Stereognosis (also known as haptic perception or tactile gnosis) is the ability to perceive and recognize the form of an object in the absence of visual and auditory information, by using tactile information to provide cues from texture, size, spatial properties, and temperature, etc. In humans, this sense, along with tactile spatial acuity, vibration perception, texture discrimination and proprioception, is mediated by the dorsal column-medial lemniscus pathway of the central nervous system.  Stereognosis tests determine whether or not the parietal lobe of the brain is intact. Typically, these tests involved having the patient identify common objects (e.g. keys, comb, safety pins) placed in their hand without any visual cues.
Stereognosis is a higher cerebral associative cortical function.

Astereognosis is the failure to identify or recognize objects by palpation in the absence of visual or auditory information, even though tactile, proprioceptive, and thermal sensations may be unaffected. It may be caused by disease of the sensory cortex or posterior columns. People suffering from Alzheimer's disease show a reduction in stereognosis. Astereognosis can be caused by damage to the posterior association areas of the parietal, temporal, or occipital lobes, or the postcentral gyrus of either hemisphere. For other types of dementia, stereognosis does not appear to decline.

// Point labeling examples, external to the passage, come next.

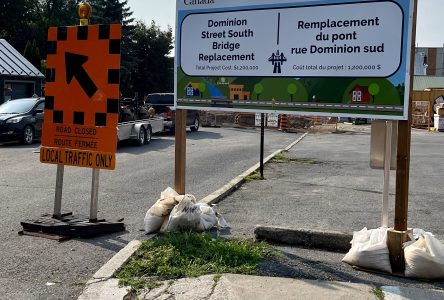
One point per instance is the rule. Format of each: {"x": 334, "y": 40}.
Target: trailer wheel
{"x": 149, "y": 134}
{"x": 142, "y": 136}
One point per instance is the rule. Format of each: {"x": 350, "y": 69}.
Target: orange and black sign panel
{"x": 82, "y": 88}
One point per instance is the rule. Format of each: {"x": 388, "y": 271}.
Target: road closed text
{"x": 86, "y": 159}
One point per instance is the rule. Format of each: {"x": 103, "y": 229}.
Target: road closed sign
{"x": 82, "y": 96}
{"x": 335, "y": 57}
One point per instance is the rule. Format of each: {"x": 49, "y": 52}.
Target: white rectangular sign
{"x": 315, "y": 41}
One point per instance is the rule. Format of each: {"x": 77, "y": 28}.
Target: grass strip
{"x": 178, "y": 255}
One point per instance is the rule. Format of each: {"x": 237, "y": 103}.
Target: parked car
{"x": 22, "y": 120}
{"x": 163, "y": 104}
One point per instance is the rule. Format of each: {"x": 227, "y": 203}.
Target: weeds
{"x": 178, "y": 255}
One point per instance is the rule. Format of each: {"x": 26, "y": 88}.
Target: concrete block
{"x": 327, "y": 240}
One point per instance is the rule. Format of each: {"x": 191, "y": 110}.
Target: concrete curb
{"x": 103, "y": 286}
{"x": 325, "y": 240}
{"x": 235, "y": 183}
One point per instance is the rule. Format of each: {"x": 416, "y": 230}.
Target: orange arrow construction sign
{"x": 82, "y": 96}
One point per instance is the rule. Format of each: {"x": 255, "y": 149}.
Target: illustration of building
{"x": 237, "y": 92}
{"x": 192, "y": 89}
{"x": 360, "y": 94}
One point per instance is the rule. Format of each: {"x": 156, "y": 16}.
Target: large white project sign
{"x": 232, "y": 53}
{"x": 359, "y": 39}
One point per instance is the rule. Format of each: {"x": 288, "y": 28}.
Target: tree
{"x": 258, "y": 89}
{"x": 202, "y": 88}
{"x": 292, "y": 89}
{"x": 374, "y": 90}
{"x": 32, "y": 54}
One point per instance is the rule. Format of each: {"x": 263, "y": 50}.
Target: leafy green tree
{"x": 258, "y": 89}
{"x": 292, "y": 89}
{"x": 114, "y": 12}
{"x": 155, "y": 68}
{"x": 374, "y": 90}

Mechanism of neural pathway

The dorsal column medial lemniscus pathway is responsible for relaying sensory information regarding proprioception, vibration, and fine touch. First order neurons carry sensory information from proprioceptive and tactile receptors to the medulla oblongata where they synapse in either the medullary gracilus or cuneate nuclei. Information carried from regions above spinal level T6 synapse at the cuneate nuclei, while information carried from T6 and below synapse at the gracilus nuclei. At this point, second order neurons decussate and relay information through the contralateral medial lemniscus to the thalamus. At the thalamus, second order neurons synapse with third order neurons, which continue through the internal capsule to the primary sensory cortex of the post central gyrus where the tract terminates. Stereognosis determines whether or not this tract is properly functioning. 

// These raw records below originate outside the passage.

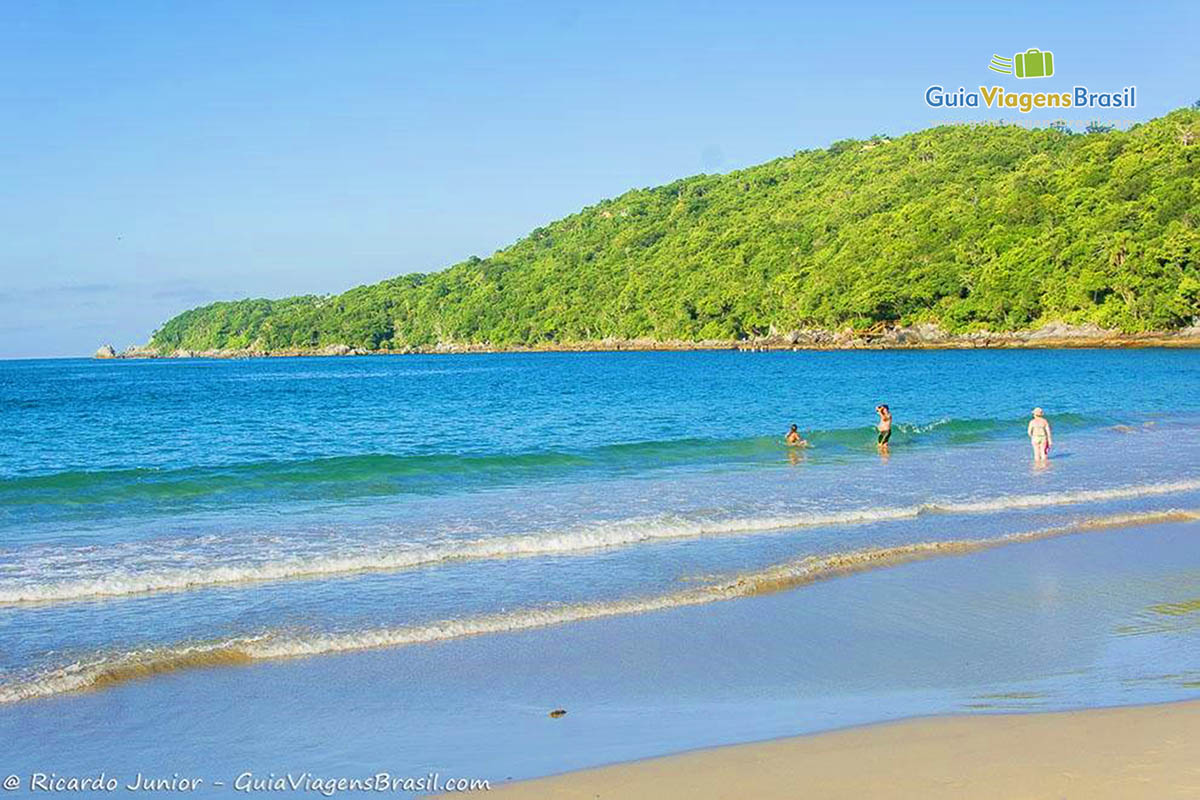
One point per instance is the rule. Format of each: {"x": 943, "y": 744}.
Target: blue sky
{"x": 155, "y": 156}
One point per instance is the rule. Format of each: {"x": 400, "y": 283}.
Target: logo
{"x": 1030, "y": 64}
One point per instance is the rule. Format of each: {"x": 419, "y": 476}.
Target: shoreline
{"x": 1120, "y": 752}
{"x": 922, "y": 337}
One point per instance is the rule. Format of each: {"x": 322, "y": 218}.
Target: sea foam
{"x": 619, "y": 534}
{"x": 114, "y": 668}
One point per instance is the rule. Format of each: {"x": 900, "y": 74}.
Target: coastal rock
{"x": 1065, "y": 331}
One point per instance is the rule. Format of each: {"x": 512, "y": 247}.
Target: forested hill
{"x": 973, "y": 228}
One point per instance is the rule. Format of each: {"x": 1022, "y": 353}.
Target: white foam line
{"x": 120, "y": 584}
{"x": 109, "y": 669}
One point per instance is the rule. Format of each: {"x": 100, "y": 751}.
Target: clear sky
{"x": 155, "y": 156}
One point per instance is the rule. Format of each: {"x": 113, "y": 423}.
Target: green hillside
{"x": 991, "y": 227}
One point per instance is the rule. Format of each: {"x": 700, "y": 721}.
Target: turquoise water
{"x": 431, "y": 552}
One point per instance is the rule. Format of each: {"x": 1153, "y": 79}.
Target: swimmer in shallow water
{"x": 795, "y": 439}
{"x": 883, "y": 427}
{"x": 1039, "y": 435}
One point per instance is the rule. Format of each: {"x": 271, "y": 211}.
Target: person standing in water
{"x": 1039, "y": 435}
{"x": 883, "y": 427}
{"x": 795, "y": 439}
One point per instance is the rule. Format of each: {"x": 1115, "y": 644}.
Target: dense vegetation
{"x": 988, "y": 227}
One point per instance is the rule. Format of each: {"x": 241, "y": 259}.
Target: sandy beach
{"x": 1150, "y": 751}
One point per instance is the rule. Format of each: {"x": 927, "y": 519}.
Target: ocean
{"x": 345, "y": 565}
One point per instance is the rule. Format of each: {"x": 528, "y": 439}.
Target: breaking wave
{"x": 633, "y": 531}
{"x": 107, "y": 669}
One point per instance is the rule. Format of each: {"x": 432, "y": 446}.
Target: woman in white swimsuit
{"x": 1039, "y": 435}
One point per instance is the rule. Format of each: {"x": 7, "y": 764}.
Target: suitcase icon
{"x": 1033, "y": 64}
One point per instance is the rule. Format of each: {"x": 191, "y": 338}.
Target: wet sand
{"x": 1151, "y": 752}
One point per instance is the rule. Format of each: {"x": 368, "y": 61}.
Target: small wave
{"x": 387, "y": 474}
{"x": 114, "y": 668}
{"x": 531, "y": 545}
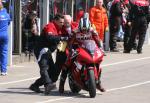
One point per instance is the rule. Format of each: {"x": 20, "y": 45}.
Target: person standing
{"x": 139, "y": 16}
{"x": 99, "y": 19}
{"x": 4, "y": 23}
{"x": 115, "y": 20}
{"x": 46, "y": 45}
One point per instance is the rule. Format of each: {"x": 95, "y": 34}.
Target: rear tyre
{"x": 73, "y": 86}
{"x": 91, "y": 84}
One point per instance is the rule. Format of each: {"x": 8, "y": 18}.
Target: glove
{"x": 64, "y": 38}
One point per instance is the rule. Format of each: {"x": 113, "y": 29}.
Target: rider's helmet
{"x": 85, "y": 24}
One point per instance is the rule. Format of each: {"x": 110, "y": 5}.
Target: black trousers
{"x": 139, "y": 27}
{"x": 115, "y": 23}
{"x": 49, "y": 71}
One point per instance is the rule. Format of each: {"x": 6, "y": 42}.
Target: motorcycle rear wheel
{"x": 91, "y": 83}
{"x": 73, "y": 86}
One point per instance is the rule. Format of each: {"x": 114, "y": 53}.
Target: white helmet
{"x": 85, "y": 23}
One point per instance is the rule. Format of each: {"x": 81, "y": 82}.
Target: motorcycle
{"x": 84, "y": 67}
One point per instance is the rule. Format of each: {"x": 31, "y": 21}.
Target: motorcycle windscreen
{"x": 90, "y": 45}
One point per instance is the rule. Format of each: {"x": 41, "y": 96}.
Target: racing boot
{"x": 49, "y": 87}
{"x": 62, "y": 80}
{"x": 100, "y": 87}
{"x": 35, "y": 88}
{"x": 61, "y": 86}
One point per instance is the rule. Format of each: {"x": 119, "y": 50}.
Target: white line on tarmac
{"x": 132, "y": 60}
{"x": 109, "y": 90}
{"x": 18, "y": 81}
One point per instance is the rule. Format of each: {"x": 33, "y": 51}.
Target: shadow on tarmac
{"x": 26, "y": 91}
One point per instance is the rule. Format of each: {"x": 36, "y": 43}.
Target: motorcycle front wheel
{"x": 91, "y": 83}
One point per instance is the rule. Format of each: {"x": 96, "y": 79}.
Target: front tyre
{"x": 91, "y": 83}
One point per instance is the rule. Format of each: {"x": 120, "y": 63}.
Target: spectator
{"x": 30, "y": 31}
{"x": 115, "y": 21}
{"x": 127, "y": 25}
{"x": 98, "y": 18}
{"x": 139, "y": 16}
{"x": 4, "y": 22}
{"x": 80, "y": 13}
{"x": 47, "y": 44}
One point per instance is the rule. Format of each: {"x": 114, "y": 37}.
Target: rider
{"x": 84, "y": 27}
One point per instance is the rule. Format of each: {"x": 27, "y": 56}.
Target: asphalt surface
{"x": 126, "y": 78}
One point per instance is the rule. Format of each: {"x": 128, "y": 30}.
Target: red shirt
{"x": 53, "y": 29}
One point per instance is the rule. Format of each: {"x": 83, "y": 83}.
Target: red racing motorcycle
{"x": 84, "y": 69}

An individual who cannot properly identify an object using stereognosis, could suffer from lesions in nerve roots, peripheral nerves, the spinal cord, thalamus, or primary sensory cortex. Because the dorsal column medial lemniscus pathway travels through and relays information to these areas, a lack of proper sensation indicates a problem with this neural sensory tract. Administered tests and recognition of pattern sensory loss can identify lesions in particular nerves or areas.